Birleşik Krallık bugünlerde pek hoş görünmüyor.

Adil olmak istiyorum, hiç olmadı. Kasvetli İngiliz havası, gökyüzünün 7/24 soğuk, nemli bir terle kaplı olduğu hissini veriyor. Ama siyaseti daha da çirkin. Dünyanın evi 1. MÜKEMMEL , Birleşik Krallık Hükümeti sürekli olarak silahlanmış translar kendi siyasi gündemini ilerletmek için. Şimdi yeni Başbakan Rishi Sunak, gözünü İngiliz halkı için hâlâ tartışmalı olan başka bir konuya dikiyor: göç.

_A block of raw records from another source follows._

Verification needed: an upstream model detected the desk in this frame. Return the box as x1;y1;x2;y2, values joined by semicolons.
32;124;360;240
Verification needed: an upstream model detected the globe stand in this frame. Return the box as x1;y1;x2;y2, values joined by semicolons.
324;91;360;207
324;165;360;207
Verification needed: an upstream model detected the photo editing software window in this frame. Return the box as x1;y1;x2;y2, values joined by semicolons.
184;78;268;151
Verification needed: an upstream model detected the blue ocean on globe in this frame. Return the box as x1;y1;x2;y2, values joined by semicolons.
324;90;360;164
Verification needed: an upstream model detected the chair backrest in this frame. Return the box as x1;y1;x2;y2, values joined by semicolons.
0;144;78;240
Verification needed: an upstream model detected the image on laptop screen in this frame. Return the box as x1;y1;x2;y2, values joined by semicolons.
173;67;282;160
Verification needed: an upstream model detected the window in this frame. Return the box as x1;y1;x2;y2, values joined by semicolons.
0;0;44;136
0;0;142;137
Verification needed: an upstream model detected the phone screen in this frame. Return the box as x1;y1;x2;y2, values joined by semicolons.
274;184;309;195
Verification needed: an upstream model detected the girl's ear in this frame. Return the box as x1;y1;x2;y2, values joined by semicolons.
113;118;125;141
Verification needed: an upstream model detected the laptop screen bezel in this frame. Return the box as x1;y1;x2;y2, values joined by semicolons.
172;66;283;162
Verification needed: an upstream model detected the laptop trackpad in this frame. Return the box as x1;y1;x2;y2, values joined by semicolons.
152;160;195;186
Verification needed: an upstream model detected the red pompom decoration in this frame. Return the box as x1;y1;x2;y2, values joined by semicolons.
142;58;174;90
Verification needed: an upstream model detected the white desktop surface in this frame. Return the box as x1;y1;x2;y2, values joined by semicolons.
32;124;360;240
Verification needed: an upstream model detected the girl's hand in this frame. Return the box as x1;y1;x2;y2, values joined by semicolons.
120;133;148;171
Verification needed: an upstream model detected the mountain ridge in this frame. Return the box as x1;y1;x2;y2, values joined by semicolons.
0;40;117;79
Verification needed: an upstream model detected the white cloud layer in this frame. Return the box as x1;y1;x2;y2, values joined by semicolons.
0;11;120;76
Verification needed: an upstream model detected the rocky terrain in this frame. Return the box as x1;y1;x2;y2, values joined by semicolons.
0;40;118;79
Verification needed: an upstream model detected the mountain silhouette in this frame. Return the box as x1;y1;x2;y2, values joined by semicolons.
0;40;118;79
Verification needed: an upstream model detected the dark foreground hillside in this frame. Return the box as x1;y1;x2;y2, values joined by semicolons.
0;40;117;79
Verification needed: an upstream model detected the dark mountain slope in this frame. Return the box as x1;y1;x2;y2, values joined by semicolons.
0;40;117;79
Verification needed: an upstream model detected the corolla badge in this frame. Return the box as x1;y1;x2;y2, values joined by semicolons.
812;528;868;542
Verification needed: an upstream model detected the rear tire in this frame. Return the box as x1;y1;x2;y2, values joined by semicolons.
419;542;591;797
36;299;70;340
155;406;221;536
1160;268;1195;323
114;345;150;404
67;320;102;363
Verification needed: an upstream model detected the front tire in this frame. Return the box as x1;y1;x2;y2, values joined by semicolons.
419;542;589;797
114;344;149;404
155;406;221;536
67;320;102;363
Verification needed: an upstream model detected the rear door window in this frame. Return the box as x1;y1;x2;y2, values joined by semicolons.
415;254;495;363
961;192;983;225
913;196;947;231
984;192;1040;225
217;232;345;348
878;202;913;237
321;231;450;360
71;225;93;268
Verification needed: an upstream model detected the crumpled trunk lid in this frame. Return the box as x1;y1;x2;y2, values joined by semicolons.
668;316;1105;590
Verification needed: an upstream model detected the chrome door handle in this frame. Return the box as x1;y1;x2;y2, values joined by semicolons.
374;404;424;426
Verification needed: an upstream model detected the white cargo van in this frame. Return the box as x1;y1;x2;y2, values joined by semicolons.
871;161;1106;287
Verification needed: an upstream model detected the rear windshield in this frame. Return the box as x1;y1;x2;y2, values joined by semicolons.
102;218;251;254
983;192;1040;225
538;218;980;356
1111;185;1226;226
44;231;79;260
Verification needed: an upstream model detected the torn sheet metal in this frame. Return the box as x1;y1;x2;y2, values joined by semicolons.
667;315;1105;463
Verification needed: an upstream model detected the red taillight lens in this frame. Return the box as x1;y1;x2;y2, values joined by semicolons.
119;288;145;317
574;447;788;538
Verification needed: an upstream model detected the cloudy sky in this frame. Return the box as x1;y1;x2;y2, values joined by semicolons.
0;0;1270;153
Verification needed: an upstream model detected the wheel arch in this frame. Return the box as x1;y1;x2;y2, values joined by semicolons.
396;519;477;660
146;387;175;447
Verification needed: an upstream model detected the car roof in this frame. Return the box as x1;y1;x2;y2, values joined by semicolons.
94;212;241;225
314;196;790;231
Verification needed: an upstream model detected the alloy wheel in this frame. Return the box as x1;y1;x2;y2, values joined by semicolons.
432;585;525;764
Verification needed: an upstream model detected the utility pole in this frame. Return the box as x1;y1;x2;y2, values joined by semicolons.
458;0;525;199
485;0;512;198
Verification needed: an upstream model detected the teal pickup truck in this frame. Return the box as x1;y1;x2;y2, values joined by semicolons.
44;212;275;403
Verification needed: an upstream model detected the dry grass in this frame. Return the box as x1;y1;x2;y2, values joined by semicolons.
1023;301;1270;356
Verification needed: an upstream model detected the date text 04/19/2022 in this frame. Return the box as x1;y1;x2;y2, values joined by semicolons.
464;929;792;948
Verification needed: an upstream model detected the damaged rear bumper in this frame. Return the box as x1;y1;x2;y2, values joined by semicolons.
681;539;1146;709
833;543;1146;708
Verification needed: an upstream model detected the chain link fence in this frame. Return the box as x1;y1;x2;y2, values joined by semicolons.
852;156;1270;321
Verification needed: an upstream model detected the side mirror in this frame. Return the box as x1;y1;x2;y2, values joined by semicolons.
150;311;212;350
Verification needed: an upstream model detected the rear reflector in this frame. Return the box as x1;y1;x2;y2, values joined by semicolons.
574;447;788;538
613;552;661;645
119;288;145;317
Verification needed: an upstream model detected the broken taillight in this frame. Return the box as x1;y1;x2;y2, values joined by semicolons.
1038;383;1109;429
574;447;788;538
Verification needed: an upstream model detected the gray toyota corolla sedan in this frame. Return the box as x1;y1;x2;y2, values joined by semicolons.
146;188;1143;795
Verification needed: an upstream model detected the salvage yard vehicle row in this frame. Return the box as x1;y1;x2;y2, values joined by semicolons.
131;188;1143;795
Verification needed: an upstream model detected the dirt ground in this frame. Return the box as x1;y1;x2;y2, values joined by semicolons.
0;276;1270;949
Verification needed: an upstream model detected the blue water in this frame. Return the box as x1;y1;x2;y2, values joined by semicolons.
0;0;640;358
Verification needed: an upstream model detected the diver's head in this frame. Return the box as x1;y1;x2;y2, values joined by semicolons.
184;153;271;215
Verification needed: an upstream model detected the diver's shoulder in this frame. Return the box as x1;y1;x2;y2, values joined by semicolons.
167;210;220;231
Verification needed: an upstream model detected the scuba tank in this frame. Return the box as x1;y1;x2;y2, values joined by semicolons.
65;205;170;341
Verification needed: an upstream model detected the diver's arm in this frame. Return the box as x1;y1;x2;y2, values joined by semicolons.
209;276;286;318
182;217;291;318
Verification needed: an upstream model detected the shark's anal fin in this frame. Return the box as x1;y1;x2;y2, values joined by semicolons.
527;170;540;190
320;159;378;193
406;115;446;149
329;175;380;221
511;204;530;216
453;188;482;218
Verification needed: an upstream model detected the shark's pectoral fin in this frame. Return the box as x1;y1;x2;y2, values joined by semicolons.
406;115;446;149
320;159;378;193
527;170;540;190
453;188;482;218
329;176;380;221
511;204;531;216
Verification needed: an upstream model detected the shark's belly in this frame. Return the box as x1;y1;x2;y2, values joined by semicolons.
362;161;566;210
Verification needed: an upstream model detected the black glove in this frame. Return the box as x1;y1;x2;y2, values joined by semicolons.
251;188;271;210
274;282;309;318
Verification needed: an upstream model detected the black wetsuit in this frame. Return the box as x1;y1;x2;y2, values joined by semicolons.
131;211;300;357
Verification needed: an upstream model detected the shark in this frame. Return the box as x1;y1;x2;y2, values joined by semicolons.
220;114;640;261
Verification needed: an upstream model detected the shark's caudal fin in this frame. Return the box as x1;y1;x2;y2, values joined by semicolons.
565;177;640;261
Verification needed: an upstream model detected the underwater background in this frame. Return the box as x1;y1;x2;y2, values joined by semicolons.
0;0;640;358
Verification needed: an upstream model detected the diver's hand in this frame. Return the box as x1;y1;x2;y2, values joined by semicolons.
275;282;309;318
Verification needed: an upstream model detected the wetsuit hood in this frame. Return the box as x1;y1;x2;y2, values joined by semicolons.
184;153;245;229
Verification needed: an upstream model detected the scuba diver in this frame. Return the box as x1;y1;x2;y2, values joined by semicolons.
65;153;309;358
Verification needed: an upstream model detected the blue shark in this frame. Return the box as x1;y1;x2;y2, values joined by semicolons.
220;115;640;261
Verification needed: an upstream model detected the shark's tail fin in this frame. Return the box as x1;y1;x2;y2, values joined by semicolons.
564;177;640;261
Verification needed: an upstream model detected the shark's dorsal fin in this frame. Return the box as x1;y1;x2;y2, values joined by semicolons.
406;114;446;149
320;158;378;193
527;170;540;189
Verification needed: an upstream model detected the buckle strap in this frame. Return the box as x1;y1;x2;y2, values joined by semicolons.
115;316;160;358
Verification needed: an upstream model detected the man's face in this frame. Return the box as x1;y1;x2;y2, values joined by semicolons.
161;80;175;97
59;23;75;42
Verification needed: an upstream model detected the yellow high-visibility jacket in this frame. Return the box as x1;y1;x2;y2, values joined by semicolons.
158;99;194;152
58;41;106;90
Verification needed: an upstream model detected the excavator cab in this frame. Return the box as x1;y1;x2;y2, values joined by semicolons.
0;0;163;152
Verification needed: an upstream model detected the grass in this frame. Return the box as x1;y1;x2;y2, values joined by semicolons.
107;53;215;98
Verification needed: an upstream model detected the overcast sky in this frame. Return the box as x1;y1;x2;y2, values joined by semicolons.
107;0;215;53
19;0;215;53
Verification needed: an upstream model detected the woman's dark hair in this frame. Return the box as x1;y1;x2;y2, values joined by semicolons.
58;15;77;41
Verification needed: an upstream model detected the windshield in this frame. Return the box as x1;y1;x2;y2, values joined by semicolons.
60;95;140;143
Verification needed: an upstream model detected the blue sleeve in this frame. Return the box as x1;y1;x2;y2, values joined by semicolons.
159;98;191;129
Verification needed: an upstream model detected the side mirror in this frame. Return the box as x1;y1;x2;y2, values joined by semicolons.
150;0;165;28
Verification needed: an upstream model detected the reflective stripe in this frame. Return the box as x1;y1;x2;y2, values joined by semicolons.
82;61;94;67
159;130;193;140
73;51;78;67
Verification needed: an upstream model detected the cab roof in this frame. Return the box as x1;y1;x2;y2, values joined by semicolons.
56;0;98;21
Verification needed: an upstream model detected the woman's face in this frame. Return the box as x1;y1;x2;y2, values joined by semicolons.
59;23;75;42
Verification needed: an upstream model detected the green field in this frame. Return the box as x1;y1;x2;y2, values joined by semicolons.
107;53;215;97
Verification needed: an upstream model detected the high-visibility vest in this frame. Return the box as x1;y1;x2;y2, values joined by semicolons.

İngiltere hükümeti birçok yönden eski Başkan Donald Trump'ın Amerika'sına benziyor. Üyelerinin çoğu milliyetçi, yabancı düşmanı ve genellikle azınlıkların haklarıyla ilgilenmiyor. Trump'ın Amerika'da iktidara yükselişinin küresel siyasette büyük bir değişikliğe yol açtığı ve birçok ulusun hükümetlerini sağa doğru eğdiği söylenebilir. Hindistan'da Nandera Modi, Brezilya'da Jair Bolsonaro ve Birleşik Krallık'ta Boris Johnson. Avustralya gibi bazı ülkeler sol eğilimli siyasete geri dönerken, görünüşe göre Rishi Sunak, ulus üzerinde sıkı bir muhafazakar kontrol sürdürmek için meşaleyi selefinden almış.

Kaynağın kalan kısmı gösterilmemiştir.